The party crystallized the caricature of the Democratic Party that Joe Biden had to fight against in order to get elected. It was as far from Flint and Scranton as you can imagine: an orgy of the 1% — private jets, Martha’s Vineyard, limousine liberals and Hollywood whoring — complete with a meat-free menu.
The disinvitados, as one referred to them, were in four camps: Some didn’t care; some pretended they didn’t care; some were annoyed; and some were deeply hurt, especially loyal former staffers who felt they had contributed more to the Obama legacy than the likes of George Clooney, John Legend and Don Cheadle.
There were pop-up Plan B gatherings on the island and gallows humor among the iced. One joked that he would have liked to go mostly to see the old Obama gang from campaigns, except, oops, they weren’t there.
Colbert, who was disinvited, joked that he was axed because the president had to limit the guest list to “only his closest Beyoncés.”
Only one person was thrilled to be disinvited, and you can guess who it was. When he got a call from the former president’s assistant, Larry David (who has a home on the island) figured he was going to be asked to perform. He went into a tailspin, trying to think of what routine he could come up with in three days.
“I was pretty glum when I finally called back his assistant,” David said in an email. “When he told me I was eighty-sixed from the party, I was so relieved I screamed, ‘Thank you! Thank you!’ He must have thought I was insane. Then I hung up the phone, poured myself a drink and finished my crossword puzzle.”
Whether the party was 500 or 300 or 30, Obama should have made sure to have the people there who made the moment possible, the ones who worked so hard to get him elected and cement his legacy.
David Axelrod, Pygmalion to Obama’s Galatea, was a disinvitado, which he handled with his usual grace. Rahm Emanuel, the former Obama chief of staff who helped him navigate the first two successful years of his presidency, was also disinvited and quipped in the New York Times story by Annie Karni that getting voted off the island was character-building.

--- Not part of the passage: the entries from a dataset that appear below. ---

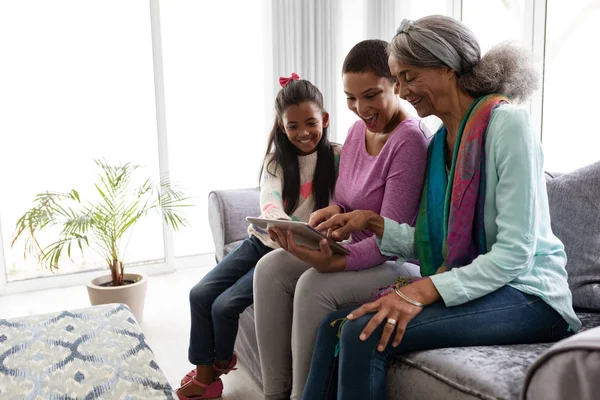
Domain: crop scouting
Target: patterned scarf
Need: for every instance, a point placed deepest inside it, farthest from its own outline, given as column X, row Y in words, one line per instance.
column 450, row 228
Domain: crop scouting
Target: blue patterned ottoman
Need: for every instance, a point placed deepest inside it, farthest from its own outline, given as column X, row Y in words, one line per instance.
column 92, row 353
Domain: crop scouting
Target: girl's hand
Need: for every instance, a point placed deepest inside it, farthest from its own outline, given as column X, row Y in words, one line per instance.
column 340, row 226
column 323, row 214
column 322, row 260
column 388, row 306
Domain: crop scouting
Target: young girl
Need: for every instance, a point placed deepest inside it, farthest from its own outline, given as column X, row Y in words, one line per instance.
column 382, row 167
column 297, row 177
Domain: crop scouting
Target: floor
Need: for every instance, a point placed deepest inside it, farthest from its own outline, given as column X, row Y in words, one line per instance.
column 166, row 323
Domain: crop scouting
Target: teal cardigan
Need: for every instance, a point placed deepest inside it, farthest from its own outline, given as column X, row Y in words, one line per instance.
column 522, row 250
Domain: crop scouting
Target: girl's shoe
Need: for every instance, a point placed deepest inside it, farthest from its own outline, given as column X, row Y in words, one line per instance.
column 218, row 371
column 212, row 391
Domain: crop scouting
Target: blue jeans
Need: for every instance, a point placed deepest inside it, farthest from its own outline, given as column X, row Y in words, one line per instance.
column 505, row 316
column 217, row 301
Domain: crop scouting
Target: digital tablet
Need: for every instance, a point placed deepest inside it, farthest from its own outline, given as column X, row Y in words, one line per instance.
column 304, row 234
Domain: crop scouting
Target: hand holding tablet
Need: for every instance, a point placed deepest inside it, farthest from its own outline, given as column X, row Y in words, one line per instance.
column 304, row 234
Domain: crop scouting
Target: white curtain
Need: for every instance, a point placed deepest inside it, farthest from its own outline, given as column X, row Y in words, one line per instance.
column 306, row 37
column 382, row 17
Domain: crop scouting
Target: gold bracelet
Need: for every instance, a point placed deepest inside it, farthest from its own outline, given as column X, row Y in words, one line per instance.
column 408, row 299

Obama would not have been president if Nancy Pelosi had not subtly put her high-heeled shoe on the scale for him against Hillary Clinton and her chances to be the first woman president. And he would not have gotten health care passed without Pelosi. She wasn’t there.
It was a bombshell when Caroline Kennedy endorsed Obama in 2008 along with her uncle Teddy, a turning point in the primary against Hillary. After being disinvited from the party, Kennedy had the speaker at her home on the island for dinner.

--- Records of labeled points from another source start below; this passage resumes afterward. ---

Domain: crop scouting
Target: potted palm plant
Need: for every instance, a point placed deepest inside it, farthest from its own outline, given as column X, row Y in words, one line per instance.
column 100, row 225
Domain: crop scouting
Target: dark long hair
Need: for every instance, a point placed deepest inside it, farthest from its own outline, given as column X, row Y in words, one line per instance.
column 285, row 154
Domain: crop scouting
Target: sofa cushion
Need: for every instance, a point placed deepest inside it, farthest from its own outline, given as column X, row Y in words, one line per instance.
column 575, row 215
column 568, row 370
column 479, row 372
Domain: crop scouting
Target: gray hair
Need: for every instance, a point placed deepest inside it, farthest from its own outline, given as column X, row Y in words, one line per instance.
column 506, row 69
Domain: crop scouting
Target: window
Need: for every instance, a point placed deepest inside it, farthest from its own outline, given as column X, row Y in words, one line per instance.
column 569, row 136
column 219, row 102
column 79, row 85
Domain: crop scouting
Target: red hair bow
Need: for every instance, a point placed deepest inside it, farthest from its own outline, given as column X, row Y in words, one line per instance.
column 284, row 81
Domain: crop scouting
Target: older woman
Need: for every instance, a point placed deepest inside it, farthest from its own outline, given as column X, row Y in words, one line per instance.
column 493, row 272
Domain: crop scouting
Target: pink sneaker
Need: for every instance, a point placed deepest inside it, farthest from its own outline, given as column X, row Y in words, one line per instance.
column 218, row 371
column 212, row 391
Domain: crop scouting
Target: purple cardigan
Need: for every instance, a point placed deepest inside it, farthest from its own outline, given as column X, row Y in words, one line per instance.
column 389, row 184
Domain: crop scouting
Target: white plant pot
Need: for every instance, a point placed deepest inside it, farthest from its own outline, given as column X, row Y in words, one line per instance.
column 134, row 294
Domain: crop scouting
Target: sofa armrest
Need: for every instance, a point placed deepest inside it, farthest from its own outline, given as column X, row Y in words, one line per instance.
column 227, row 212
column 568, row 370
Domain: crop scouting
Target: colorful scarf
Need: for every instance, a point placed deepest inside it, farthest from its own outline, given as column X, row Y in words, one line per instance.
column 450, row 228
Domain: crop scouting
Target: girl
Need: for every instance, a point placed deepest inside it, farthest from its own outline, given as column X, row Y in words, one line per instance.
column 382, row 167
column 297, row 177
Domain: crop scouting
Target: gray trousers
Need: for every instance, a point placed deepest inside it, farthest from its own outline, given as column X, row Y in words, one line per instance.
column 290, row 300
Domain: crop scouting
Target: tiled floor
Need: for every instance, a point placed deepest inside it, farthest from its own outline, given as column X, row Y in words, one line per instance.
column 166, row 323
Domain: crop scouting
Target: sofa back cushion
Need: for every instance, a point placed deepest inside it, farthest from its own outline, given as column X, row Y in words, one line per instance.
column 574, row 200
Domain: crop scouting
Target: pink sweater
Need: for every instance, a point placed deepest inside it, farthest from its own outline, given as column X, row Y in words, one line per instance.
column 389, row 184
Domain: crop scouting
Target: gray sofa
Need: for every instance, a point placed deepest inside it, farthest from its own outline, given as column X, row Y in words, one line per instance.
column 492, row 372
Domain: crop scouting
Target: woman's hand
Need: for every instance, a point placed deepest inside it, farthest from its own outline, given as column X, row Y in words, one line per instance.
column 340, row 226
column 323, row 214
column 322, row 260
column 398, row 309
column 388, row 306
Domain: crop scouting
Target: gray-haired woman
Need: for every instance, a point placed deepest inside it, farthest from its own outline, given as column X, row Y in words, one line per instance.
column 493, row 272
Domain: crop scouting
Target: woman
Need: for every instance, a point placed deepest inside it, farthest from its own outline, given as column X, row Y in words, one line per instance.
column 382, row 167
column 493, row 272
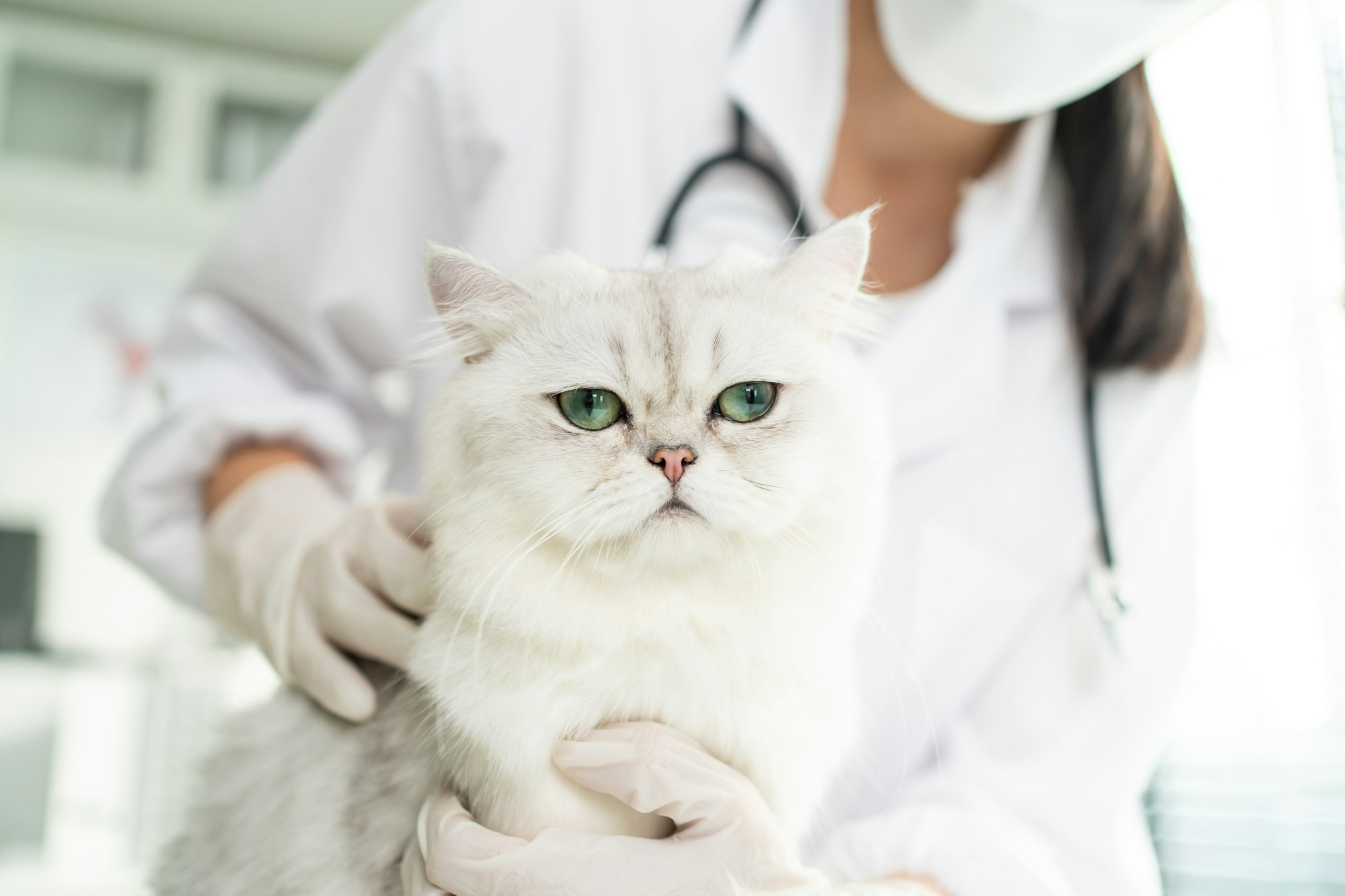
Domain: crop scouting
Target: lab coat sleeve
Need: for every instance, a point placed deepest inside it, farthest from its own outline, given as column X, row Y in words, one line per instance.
column 315, row 288
column 1038, row 786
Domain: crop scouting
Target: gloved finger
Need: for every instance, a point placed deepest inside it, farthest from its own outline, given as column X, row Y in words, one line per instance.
column 393, row 563
column 415, row 883
column 319, row 670
column 364, row 623
column 656, row 768
column 459, row 852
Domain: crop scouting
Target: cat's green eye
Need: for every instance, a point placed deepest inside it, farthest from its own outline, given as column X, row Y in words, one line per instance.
column 591, row 408
column 747, row 401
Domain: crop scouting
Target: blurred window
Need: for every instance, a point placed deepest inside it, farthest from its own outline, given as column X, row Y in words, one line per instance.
column 248, row 138
column 79, row 118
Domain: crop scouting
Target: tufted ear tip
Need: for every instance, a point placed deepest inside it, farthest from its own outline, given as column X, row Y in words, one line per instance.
column 474, row 300
column 831, row 267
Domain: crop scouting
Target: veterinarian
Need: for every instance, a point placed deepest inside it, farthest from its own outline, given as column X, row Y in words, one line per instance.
column 1032, row 249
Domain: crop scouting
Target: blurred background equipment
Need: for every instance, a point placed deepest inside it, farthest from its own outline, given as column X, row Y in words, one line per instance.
column 131, row 131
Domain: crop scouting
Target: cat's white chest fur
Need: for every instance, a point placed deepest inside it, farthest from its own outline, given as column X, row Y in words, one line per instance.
column 770, row 697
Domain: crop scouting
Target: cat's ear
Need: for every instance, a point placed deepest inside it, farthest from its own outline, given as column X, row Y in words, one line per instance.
column 474, row 300
column 827, row 272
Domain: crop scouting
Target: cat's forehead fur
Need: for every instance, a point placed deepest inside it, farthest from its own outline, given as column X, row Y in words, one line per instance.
column 660, row 338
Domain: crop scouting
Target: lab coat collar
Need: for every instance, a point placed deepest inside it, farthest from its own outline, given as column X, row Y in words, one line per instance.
column 787, row 73
column 945, row 345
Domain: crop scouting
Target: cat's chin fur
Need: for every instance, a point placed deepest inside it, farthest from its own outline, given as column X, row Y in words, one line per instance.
column 571, row 592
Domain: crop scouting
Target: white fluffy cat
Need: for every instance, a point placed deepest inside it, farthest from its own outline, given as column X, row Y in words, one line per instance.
column 657, row 495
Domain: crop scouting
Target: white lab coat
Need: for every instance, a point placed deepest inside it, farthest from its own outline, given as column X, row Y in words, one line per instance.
column 1008, row 743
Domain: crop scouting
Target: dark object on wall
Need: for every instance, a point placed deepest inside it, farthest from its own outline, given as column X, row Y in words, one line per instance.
column 18, row 588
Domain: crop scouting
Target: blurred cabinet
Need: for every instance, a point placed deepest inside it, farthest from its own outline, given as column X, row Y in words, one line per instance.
column 119, row 132
column 53, row 112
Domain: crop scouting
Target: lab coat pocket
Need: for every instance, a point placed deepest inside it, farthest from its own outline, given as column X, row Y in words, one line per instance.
column 970, row 607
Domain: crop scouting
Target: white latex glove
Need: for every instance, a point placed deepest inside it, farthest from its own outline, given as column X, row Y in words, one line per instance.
column 303, row 573
column 727, row 840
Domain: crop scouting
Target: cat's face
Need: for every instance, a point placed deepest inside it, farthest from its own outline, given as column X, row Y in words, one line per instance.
column 650, row 416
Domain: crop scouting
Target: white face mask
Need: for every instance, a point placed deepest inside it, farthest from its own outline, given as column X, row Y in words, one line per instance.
column 1007, row 60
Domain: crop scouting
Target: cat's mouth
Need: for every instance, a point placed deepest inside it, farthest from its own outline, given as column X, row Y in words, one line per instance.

“I would have disinvited me if I was him,” she joked.
David Geffen, whose endorsement of Obama and break with Hillary was instrumental, didn’t even get an invite.
One disinvitado joked that he’s going to throw a surprise 61st birthday party for Obama.
“As long as they had anything to do with passing health care, rescuing the auto industry and saving the economy from a Great Depression,” he said, “they’re invited.”